By Johannes Hangula
THE Minister of Education, Arts and Culture , Katrina Hanse-Himarwa calls for young people in country to start visiting local museums as she believes that young people have a thirst of knowledge and these places can satisfy that craving.
Hanse-Himarwa who was launching the Omutete wo Kaholo: Migrant Labour and the Making of Namibia exhibition at Katutura Community Arts Centre in Windhoek, last week said the country has formal education system being provided at schools, but young people still need inspiration and historical places such as museums have the potential to provide that inspiration and insight.
The Omutete wokaholo: Migrant Labour and the Making of Namibia is a mobile exhibition organised by the Museums Association of Namibia (MAN) in partnership with the Embassy of Finland and the Katutura Community Arts Centre. The exhibition displays the deeds of the extensive contract labour system introduced by the South African apartheid administration in 1924 that channeled thousands of Ovambo men from northern Namibia to mines of the Consolidated Diamond Mines (CDM) in the south.
Hanse-Himarwa added that some of the museums in Namibia are still dusting off displays that have stood in the same room for 30 years or more, but these displays are getting old and there is a danger that local museums are seen as places that are only of interest to foreign tourists or the elderly.

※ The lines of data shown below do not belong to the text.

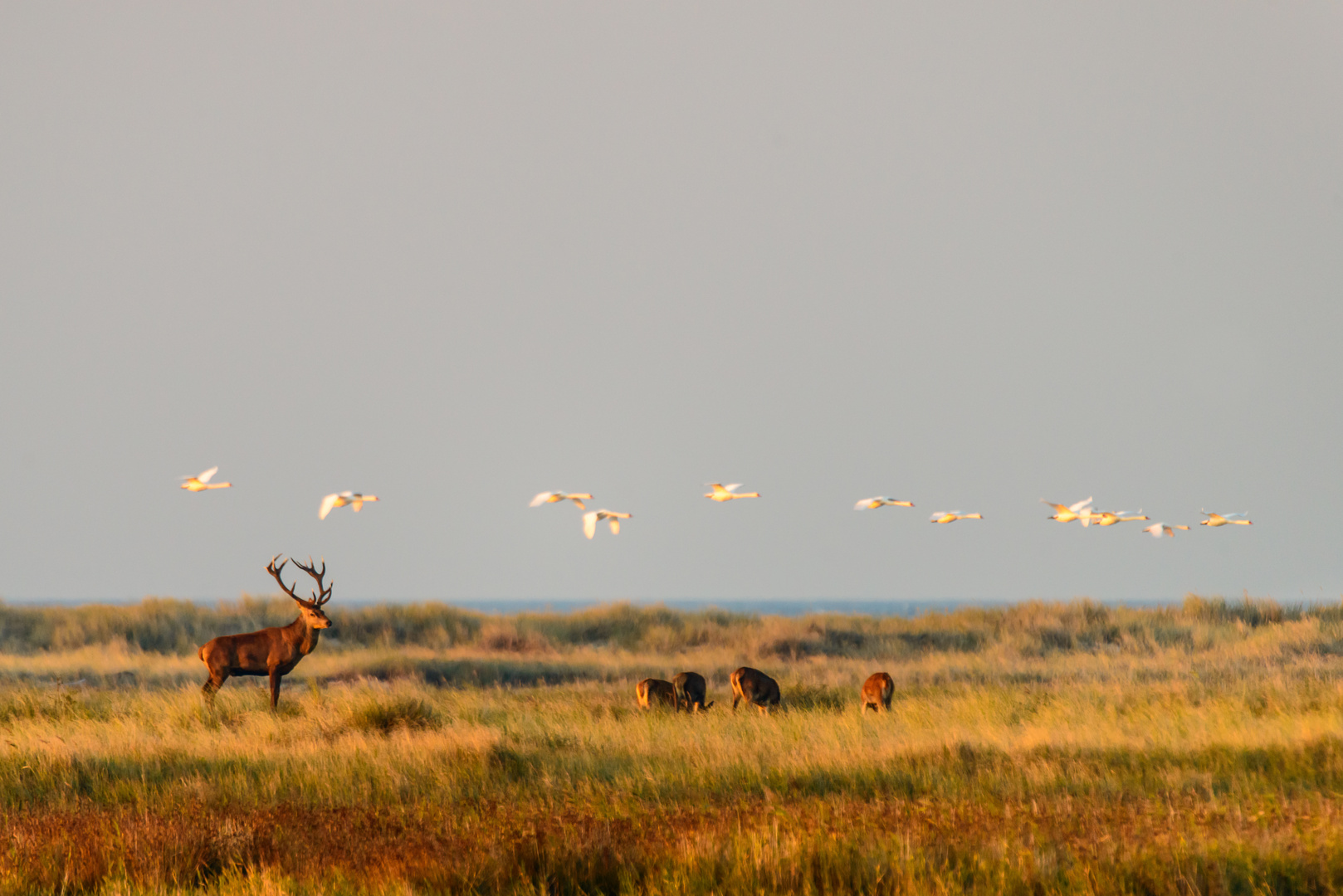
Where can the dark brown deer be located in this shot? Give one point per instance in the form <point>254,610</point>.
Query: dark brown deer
<point>692,687</point>
<point>756,688</point>
<point>271,652</point>
<point>656,691</point>
<point>877,691</point>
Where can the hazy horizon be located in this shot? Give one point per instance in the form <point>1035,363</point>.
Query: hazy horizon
<point>967,256</point>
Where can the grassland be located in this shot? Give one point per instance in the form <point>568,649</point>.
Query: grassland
<point>1033,748</point>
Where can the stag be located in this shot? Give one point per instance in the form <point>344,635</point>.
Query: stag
<point>271,652</point>
<point>691,687</point>
<point>756,688</point>
<point>656,691</point>
<point>876,692</point>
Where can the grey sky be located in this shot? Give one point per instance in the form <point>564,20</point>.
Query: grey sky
<point>456,254</point>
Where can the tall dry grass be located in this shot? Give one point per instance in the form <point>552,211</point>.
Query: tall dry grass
<point>1033,748</point>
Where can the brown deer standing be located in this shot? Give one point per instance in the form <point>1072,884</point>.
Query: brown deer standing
<point>877,691</point>
<point>271,652</point>
<point>692,687</point>
<point>756,688</point>
<point>656,691</point>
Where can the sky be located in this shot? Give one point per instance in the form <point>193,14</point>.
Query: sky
<point>970,256</point>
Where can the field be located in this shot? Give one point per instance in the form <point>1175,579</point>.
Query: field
<point>1032,748</point>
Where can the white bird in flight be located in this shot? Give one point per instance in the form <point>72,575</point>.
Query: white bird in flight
<point>951,516</point>
<point>725,492</point>
<point>334,501</point>
<point>1158,529</point>
<point>872,504</point>
<point>1111,518</point>
<point>1067,514</point>
<point>551,497</point>
<point>591,519</point>
<point>200,483</point>
<point>1223,519</point>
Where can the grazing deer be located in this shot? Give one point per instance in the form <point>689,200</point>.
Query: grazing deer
<point>692,687</point>
<point>271,652</point>
<point>756,688</point>
<point>656,691</point>
<point>876,692</point>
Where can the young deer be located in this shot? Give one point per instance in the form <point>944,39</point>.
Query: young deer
<point>756,688</point>
<point>691,687</point>
<point>654,691</point>
<point>271,652</point>
<point>876,692</point>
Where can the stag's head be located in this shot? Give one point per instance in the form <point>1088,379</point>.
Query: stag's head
<point>310,610</point>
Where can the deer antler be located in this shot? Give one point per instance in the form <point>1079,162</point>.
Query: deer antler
<point>274,571</point>
<point>323,594</point>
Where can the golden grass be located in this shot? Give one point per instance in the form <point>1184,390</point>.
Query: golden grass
<point>1121,751</point>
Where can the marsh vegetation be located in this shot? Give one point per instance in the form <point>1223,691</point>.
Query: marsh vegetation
<point>1029,748</point>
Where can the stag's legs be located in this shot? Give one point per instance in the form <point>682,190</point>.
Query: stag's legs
<point>211,685</point>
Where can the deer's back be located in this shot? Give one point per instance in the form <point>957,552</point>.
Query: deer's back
<point>755,687</point>
<point>877,688</point>
<point>246,653</point>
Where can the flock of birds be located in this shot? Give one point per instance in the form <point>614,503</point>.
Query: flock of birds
<point>1080,512</point>
<point>200,483</point>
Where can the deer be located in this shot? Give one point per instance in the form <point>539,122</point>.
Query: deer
<point>271,652</point>
<point>692,687</point>
<point>756,688</point>
<point>876,692</point>
<point>656,691</point>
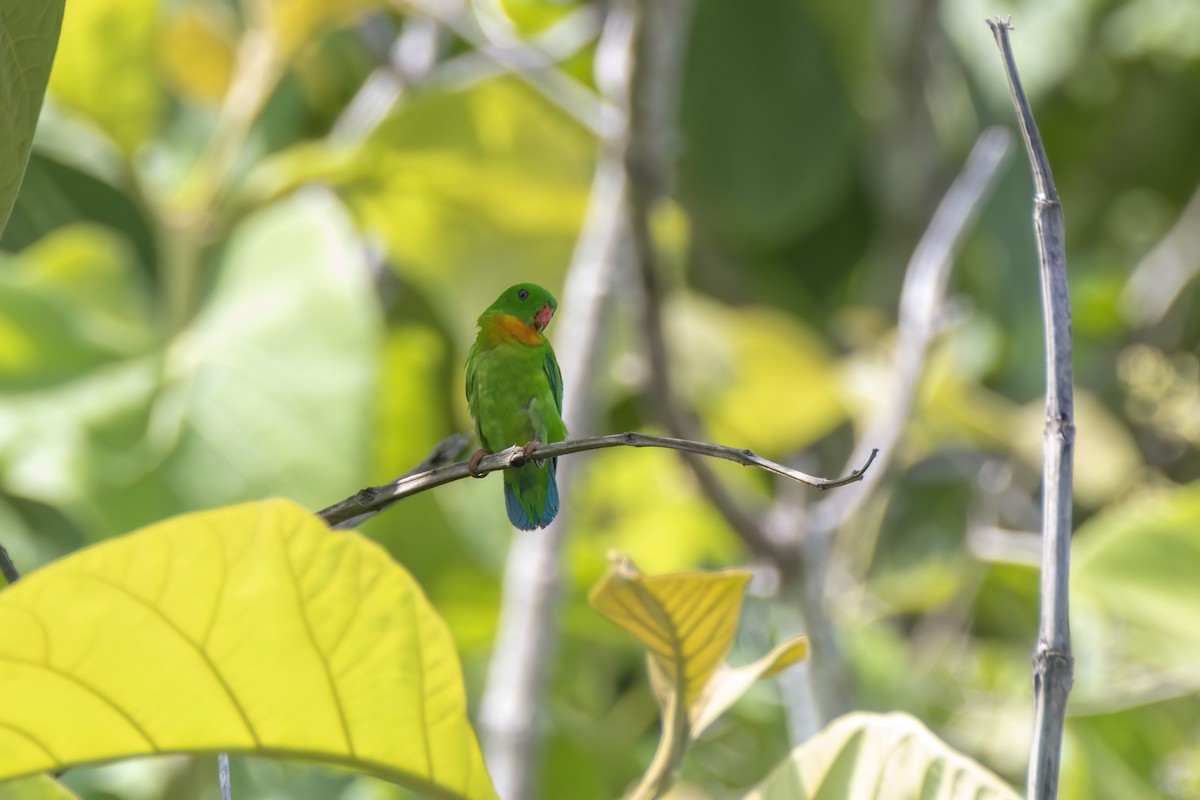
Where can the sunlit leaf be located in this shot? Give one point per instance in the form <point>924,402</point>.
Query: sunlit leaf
<point>687,621</point>
<point>625,492</point>
<point>493,175</point>
<point>106,67</point>
<point>29,32</point>
<point>252,630</point>
<point>198,52</point>
<point>271,385</point>
<point>761,378</point>
<point>39,787</point>
<point>727,684</point>
<point>1134,573</point>
<point>295,22</point>
<point>880,757</point>
<point>766,119</point>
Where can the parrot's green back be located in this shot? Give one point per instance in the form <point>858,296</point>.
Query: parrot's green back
<point>515,394</point>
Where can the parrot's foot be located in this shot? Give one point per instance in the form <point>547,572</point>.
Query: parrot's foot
<point>528,449</point>
<point>473,463</point>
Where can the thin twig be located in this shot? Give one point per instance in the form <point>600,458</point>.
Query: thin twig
<point>514,703</point>
<point>1053,662</point>
<point>921,314</point>
<point>520,59</point>
<point>372,499</point>
<point>921,319</point>
<point>443,453</point>
<point>7,569</point>
<point>223,776</point>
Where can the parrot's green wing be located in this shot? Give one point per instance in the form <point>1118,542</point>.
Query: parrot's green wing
<point>555,376</point>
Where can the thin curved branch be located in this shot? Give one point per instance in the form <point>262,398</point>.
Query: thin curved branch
<point>1053,662</point>
<point>375,498</point>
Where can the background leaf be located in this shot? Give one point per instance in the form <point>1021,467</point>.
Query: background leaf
<point>880,757</point>
<point>685,621</point>
<point>40,787</point>
<point>252,630</point>
<point>29,34</point>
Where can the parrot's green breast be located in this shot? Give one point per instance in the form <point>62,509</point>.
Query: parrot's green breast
<point>515,395</point>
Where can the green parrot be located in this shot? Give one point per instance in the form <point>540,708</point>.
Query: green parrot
<point>515,395</point>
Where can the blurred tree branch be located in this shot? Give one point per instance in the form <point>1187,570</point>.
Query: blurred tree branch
<point>1053,662</point>
<point>373,499</point>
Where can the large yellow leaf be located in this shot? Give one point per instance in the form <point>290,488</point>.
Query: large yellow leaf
<point>687,621</point>
<point>250,629</point>
<point>879,757</point>
<point>39,787</point>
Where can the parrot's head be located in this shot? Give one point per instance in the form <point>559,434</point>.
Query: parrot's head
<point>528,302</point>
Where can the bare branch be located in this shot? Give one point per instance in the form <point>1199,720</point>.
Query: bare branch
<point>376,498</point>
<point>526,61</point>
<point>371,499</point>
<point>922,308</point>
<point>1053,662</point>
<point>223,776</point>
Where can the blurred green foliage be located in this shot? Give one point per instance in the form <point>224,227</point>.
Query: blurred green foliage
<point>217,286</point>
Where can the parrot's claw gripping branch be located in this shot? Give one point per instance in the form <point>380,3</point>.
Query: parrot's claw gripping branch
<point>375,499</point>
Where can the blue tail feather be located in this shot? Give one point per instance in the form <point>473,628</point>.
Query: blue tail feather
<point>519,515</point>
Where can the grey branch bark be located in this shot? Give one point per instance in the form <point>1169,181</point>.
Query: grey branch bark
<point>1053,662</point>
<point>527,637</point>
<point>373,499</point>
<point>223,776</point>
<point>921,319</point>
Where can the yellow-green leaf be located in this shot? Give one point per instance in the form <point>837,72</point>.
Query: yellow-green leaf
<point>39,787</point>
<point>727,684</point>
<point>687,621</point>
<point>106,67</point>
<point>250,629</point>
<point>198,52</point>
<point>880,757</point>
<point>29,32</point>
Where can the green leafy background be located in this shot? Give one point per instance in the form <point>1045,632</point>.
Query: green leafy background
<point>180,331</point>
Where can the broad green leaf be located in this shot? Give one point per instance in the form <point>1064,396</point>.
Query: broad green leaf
<point>274,379</point>
<point>106,67</point>
<point>742,365</point>
<point>880,757</point>
<point>1137,596</point>
<point>687,621</point>
<point>39,787</point>
<point>767,121</point>
<point>252,630</point>
<point>269,391</point>
<point>454,180</point>
<point>29,34</point>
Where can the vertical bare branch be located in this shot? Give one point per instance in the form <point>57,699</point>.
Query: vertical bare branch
<point>1053,662</point>
<point>528,626</point>
<point>921,318</point>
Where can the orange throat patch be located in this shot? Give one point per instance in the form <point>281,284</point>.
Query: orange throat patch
<point>507,328</point>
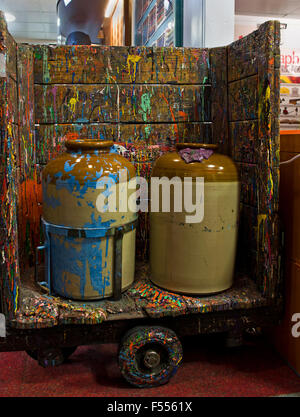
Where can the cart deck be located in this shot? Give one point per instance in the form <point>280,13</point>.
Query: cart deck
<point>49,321</point>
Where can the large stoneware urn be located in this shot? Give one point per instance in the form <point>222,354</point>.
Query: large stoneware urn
<point>90,238</point>
<point>195,255</point>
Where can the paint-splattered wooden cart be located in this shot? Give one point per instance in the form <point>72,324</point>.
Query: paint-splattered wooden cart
<point>146,99</point>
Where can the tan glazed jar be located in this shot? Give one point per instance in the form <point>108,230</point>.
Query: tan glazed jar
<point>196,258</point>
<point>80,231</point>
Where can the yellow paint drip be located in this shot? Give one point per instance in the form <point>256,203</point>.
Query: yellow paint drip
<point>73,102</point>
<point>260,218</point>
<point>132,59</point>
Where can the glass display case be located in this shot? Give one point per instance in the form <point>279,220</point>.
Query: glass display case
<point>158,22</point>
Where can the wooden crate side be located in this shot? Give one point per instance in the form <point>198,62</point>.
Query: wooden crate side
<point>119,65</point>
<point>29,195</point>
<point>121,103</point>
<point>219,98</point>
<point>254,136</point>
<point>9,174</point>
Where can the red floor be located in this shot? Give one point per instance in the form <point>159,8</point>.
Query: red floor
<point>208,370</point>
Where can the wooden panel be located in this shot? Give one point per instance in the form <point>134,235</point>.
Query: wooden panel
<point>242,58</point>
<point>49,138</point>
<point>249,184</point>
<point>8,101</point>
<point>219,99</point>
<point>243,138</point>
<point>269,255</point>
<point>243,99</point>
<point>127,103</point>
<point>11,58</point>
<point>8,52</point>
<point>99,65</point>
<point>29,192</point>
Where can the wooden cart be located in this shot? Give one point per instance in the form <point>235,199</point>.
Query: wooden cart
<point>146,99</point>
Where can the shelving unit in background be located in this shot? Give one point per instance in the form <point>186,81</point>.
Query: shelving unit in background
<point>159,22</point>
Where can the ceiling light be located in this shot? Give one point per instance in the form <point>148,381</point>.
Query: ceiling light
<point>9,17</point>
<point>110,7</point>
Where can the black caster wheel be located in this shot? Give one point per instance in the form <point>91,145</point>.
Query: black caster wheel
<point>52,356</point>
<point>149,356</point>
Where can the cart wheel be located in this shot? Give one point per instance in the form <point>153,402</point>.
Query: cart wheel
<point>52,356</point>
<point>149,356</point>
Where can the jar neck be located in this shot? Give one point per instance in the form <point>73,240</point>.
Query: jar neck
<point>180,146</point>
<point>88,146</point>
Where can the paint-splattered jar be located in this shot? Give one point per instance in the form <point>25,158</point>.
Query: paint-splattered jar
<point>195,253</point>
<point>90,239</point>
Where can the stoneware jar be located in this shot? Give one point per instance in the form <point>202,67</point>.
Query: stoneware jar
<point>196,257</point>
<point>80,229</point>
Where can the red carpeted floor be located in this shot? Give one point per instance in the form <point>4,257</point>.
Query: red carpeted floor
<point>208,370</point>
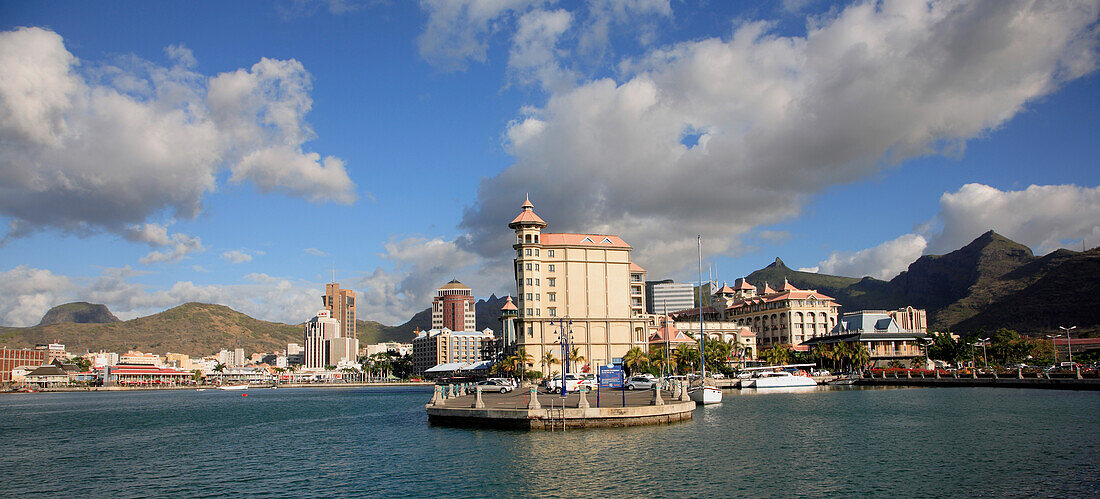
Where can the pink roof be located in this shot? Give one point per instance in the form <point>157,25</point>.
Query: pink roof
<point>579,240</point>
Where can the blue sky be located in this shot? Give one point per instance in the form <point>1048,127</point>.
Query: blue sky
<point>156,153</point>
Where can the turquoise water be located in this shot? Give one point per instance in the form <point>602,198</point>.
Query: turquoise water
<point>928,442</point>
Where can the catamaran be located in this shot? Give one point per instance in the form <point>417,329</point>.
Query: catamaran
<point>773,377</point>
<point>705,392</point>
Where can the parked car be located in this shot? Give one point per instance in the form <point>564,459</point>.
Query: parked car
<point>493,385</point>
<point>640,383</point>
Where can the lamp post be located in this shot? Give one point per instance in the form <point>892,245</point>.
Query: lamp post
<point>1069,346</point>
<point>1054,348</point>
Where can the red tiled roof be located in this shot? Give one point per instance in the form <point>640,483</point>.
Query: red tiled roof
<point>579,240</point>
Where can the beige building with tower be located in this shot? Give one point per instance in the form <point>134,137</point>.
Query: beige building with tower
<point>584,278</point>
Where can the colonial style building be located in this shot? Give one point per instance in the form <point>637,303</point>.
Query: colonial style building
<point>584,278</point>
<point>784,317</point>
<point>453,308</point>
<point>444,346</point>
<point>878,330</point>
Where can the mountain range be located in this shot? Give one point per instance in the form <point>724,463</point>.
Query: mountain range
<point>990,283</point>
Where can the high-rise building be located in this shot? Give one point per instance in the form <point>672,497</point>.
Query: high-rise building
<point>584,278</point>
<point>453,308</point>
<point>341,306</point>
<point>668,297</point>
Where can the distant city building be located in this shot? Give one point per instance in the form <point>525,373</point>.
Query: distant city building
<point>910,319</point>
<point>879,332</point>
<point>587,278</point>
<point>11,358</point>
<point>325,344</point>
<point>399,348</point>
<point>453,308</point>
<point>341,306</point>
<point>54,351</point>
<point>443,346</point>
<point>784,317</point>
<point>667,297</point>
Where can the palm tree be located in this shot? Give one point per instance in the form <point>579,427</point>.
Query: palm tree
<point>548,362</point>
<point>635,358</point>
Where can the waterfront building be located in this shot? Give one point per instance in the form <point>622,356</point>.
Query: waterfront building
<point>784,317</point>
<point>585,278</point>
<point>453,308</point>
<point>879,332</point>
<point>444,346</point>
<point>666,296</point>
<point>11,358</point>
<point>399,348</point>
<point>341,306</point>
<point>54,351</point>
<point>325,344</point>
<point>138,358</point>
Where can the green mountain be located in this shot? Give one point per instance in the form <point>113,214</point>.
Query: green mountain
<point>990,283</point>
<point>79,312</point>
<point>195,329</point>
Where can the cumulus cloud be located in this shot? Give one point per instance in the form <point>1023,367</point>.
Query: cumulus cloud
<point>26,294</point>
<point>107,146</point>
<point>1043,218</point>
<point>774,120</point>
<point>882,262</point>
<point>237,256</point>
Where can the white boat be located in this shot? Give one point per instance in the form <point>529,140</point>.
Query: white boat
<point>705,392</point>
<point>780,379</point>
<point>705,395</point>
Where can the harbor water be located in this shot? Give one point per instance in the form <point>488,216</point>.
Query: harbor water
<point>352,442</point>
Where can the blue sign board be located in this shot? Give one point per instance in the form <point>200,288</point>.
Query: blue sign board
<point>611,377</point>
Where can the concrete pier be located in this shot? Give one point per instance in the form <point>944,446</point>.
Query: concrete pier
<point>549,411</point>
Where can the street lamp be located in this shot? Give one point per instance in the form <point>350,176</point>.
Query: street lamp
<point>1069,346</point>
<point>1054,348</point>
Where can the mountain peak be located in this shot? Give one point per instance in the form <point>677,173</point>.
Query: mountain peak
<point>80,312</point>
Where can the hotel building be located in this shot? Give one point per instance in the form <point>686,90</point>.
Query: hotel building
<point>341,306</point>
<point>453,308</point>
<point>584,278</point>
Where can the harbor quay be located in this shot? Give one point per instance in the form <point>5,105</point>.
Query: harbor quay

She further revealed that the Museum Association of Namibia receives an annual grant from the line ministry and as it has been tasked to support regional museum development. “New exhibitions that interest local people will bring new audiences to our museums. Mobile exhibitions create museums without walls that can travel to places that do not have permanent museum. Such actions will really make museums matter and create a new generation of Namibian museum lovers”.
The Minister applauded the Embassy of Finland for its support to local arts and culture sector and for its current two-year programme of exhibition development that has led to Omutete wokaholo: Migrant Labour and the Making of Namibia.
“The strength of this exhibition is that it clearly shows the ways in which workers’ protest contributed to our liberation struggle. I must also thank the research team that worked on the exhibition for recovering the names of 16 South African workers who were killed by German troops during an industrial dispute in 1910 at Wilhemstal between Okahandja and Karibib,”concluded Hanse-Himarwa.